BeitragVerfasst: Samstag 8. August 2009, 20:14
von Falk
Frage: ...wenn die Sehnsucht nach dem großen Meer so stark ist, dann motiviert das ungemein. Aber bevor wir in See stechen sollten wir uns vielleicht mit den Kräften des Meeres vertraut machen. Und der Kapitän sollte vielleicht auch eine Karte haben. Es ist so leicht, vom Meer zu reden. Und es ist so tragisch, wenn sie das Herzen voller Sehnsucht in See stechen und schon wieder nicht wissen was sie tun, wenn die Siren singen und Unwetter lauern. Vielleicht erfordert gerade das Einfache einen klaren Weg, sonst verirren wir uns in den vielen Momenten der Möglichkeiten. Gibt es etwas Traurigeres, als ein Mensch der entkräftet aufgibt und doch nur wenige Schritte von seinem Zielort entfernt ist. Da wäre eine Karte schöner, als die aufmunternden Worte, die so eine vage Hoffnung geben, dass der Mensch irgendwann ankommt. Wenn du ihn weißt, zeige ihnen doch den Weg. Manchmal führt eine Tasse Tee viel weiter, als das Gerede, das manchmal den Klang der Siren annimmt.

Antwort: ...du hast Recht, dass Inspiration in Wirklichkeit nichts bringt, nichts bringen kann, da es eben nur Inspiration ist, um zu einem Punkt zu gelangen. Nichtsdestoweniger kann sie für viele Menschen hilfreich sein, um sich zu bewegen.

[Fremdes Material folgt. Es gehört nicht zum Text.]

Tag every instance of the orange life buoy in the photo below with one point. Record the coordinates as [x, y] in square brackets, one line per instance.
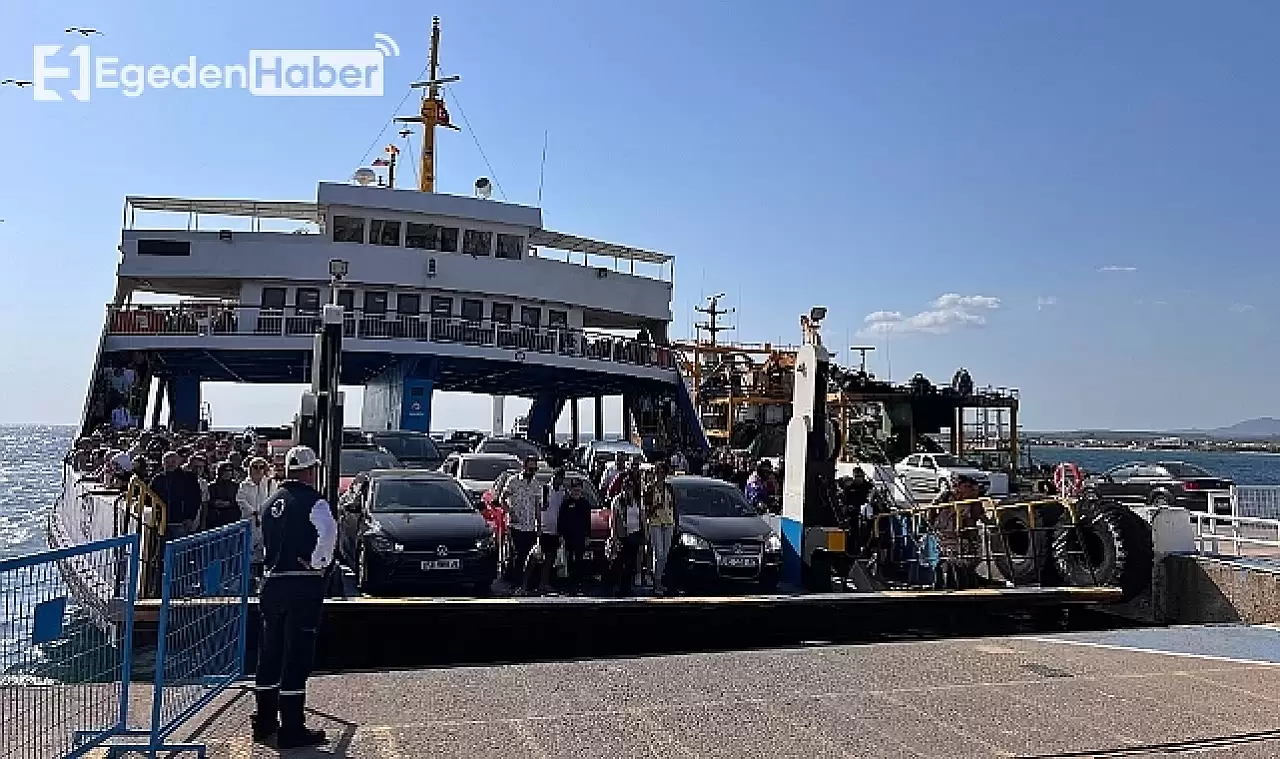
[1068, 479]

Das Machen ist letztendlich ausschlaggebend und das macht jeder selber und kann niemand anderes für einen machen. So sind die Worte auch nur wie ein Fernglas, durch das der ein oder andere schaut und sieht. Du fragst nach dem Weg, welcher Weg soll das sein oder denkst du es gibt einen Weg? Jeder Mensch ist bereits auf seinem Weg, der sich ganz einzigartig gestaltet. Auf dem Weg, den der einzelne Mensch geht, gibt es ein paar Dinge, die beachtet werden können, damit es leichter geht, damit er nicht so viel Kräfte verliert, weniger kämpft und mehr „fließt“. Dabei schlage ich denen, die interessiert sind, vor, zu sich zu kommen. Dabei geht es nur um die Praxis, denn nur durch die Praxis kann man alte Muster loslassen und der Grundzustand zum Vorschein kommen. Über das Machen (den Weg), gibt es aber nicht viel zu erzählen und zu philosophieren, denn dann würdest du das Wesentliche verpassen, eben weiter in der Theorie verweilen. Der Weg hängt auch nicht von der Veränderung der Umstände ab.

Ich schlage vor, spüre dich, jetzt in diesem Moment, ohne Analyse, ohne Interpretation. Verbringe weniger Zeit mit deinen Sorgen und mehr Zeit mit dir. Das ist nicht Gerede, das ist eine Einladung in die Praxis der Achtsamkeit. Manche Menschen aber sehen darin nur Gerede über das Meer und fragen nach einem Plan, um das Meer zu erreichen. Und dann verlieren sie sich in dem Plan und nichts passiert. Mache, springe einfach und vielleicht stellst du fest, dass das Meer gar nicht so weit entfernt ist, wie du denkst. Große Pläne über und zum Meer bringen nicht viel, wenn der Mensch von geistiger Unruhe geplagt ist und nachts nicht mehr schläft. Wer bin ich? Wer leidet? Ein Mensch, der das herausfindet, weil er nachschaut, beginnt unweigerlich zu heilen und zu entkrampfen. Es ist eine Reise von hier nach hier, daher auch keine Pläne. Der Rest (äußere Umstände) entwickelt sich aus dem Erwachen von innerer Kraft und Klarheit.

Übrigens, eine Tasse Tee ist immer von Vorteil, auch wenn sie den meisten Menschen nicht bei der Burnoutbewältigung helfen wird.